Salah satunya, kata Rizieq, bertalian dengan kasus hukum terhadap Basuki Tjahaja Purnama atau Ahok yang maju sebagai Calon Gubernur DKI Jakarta pada 2017.
"Ketika itu, Ahok menjadi salah satu calon Gubernur DKI Jakarta yang didukung penuh oleh oligarki," ujarnya.
Menurut Rizieq, saat itu ia berusaha bersikap sesuai aturan agama dan konstitusi negara.
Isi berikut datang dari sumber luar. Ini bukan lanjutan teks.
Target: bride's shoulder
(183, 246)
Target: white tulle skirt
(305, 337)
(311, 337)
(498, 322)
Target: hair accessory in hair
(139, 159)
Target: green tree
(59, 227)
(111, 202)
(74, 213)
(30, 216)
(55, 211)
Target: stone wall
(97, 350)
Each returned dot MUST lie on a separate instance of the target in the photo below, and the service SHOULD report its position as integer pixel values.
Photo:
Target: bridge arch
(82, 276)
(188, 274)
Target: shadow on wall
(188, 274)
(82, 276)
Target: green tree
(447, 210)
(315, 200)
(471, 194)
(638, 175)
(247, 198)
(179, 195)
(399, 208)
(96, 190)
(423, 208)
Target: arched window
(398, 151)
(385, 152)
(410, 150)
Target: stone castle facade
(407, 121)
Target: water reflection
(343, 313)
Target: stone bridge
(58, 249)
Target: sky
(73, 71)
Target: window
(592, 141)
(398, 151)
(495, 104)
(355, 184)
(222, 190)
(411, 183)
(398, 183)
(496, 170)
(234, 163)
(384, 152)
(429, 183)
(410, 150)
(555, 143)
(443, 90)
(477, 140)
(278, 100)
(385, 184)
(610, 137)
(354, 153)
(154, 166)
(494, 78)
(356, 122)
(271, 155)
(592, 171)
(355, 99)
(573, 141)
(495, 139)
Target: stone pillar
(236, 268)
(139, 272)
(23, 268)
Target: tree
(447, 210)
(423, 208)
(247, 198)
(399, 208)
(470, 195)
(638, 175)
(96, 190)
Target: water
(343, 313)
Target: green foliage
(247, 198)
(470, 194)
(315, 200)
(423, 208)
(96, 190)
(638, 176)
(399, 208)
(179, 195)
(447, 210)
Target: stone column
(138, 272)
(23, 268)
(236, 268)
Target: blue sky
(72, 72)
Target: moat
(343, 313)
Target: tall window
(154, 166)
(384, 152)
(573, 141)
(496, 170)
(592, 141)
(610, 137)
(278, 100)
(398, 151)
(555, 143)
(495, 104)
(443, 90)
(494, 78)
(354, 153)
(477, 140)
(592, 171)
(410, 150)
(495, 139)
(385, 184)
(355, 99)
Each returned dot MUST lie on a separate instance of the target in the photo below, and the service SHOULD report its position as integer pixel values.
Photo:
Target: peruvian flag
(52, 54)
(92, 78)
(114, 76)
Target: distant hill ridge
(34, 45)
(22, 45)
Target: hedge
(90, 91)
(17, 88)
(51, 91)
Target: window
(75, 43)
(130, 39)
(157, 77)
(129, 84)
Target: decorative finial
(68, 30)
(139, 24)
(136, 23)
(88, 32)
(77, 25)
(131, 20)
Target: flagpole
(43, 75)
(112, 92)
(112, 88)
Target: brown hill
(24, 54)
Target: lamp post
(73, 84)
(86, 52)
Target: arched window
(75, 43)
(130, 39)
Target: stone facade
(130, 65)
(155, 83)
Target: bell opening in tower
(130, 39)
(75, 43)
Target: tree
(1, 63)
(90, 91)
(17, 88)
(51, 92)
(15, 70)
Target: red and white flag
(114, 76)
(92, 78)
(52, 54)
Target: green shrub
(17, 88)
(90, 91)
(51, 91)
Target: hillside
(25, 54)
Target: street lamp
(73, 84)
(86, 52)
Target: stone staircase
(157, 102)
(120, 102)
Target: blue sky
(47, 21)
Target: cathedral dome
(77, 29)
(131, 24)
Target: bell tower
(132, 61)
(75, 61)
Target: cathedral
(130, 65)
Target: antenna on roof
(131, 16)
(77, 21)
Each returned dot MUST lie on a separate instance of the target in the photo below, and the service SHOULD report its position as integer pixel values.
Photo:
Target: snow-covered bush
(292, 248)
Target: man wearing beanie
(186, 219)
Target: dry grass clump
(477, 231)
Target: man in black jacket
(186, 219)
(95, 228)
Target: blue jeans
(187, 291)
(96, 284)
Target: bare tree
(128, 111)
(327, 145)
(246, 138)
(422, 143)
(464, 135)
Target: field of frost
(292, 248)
Ia menegaskan, memiliki hak politik yang harus dijaga dan digunakan secara benar.
Rizieq mengaku tidak ingin DKI Jakarta dipimpin gubernur yang suka berbicara kasar.
"Sikap politik saya dan umat Islam yang ikut aksi bela Islam 411 dan 212 pada 2016 sangat jelas, kami tidak mau seorang yang bersikap arogan serta sering berucap kata kasar sekaligus menjadi kepanjangan tangan para oligarki, menjadi Gubernur Ibu Kota Jakarta," kata Rizieq.
"Apalagi Jakarta adalah wilayah mayoritas Muslim yang agamis dan religius," tambahnya.
Sejak saat itu, Rizieq berpendapat, ia beserta pengurus dan simpatisan FPI menjadi target kriminalisasi.
Menurutnya, sepanjang 2017, beragam rekayasa kasus dialamatkan kepada dirinya dan FPI.
Namun, ia menyebut kriminalisasi tak berhenti sampai di situ. Ia mengatakan, setelah kekalahan Ahok di pilkada dan pengadilan, pemerintah makin marah.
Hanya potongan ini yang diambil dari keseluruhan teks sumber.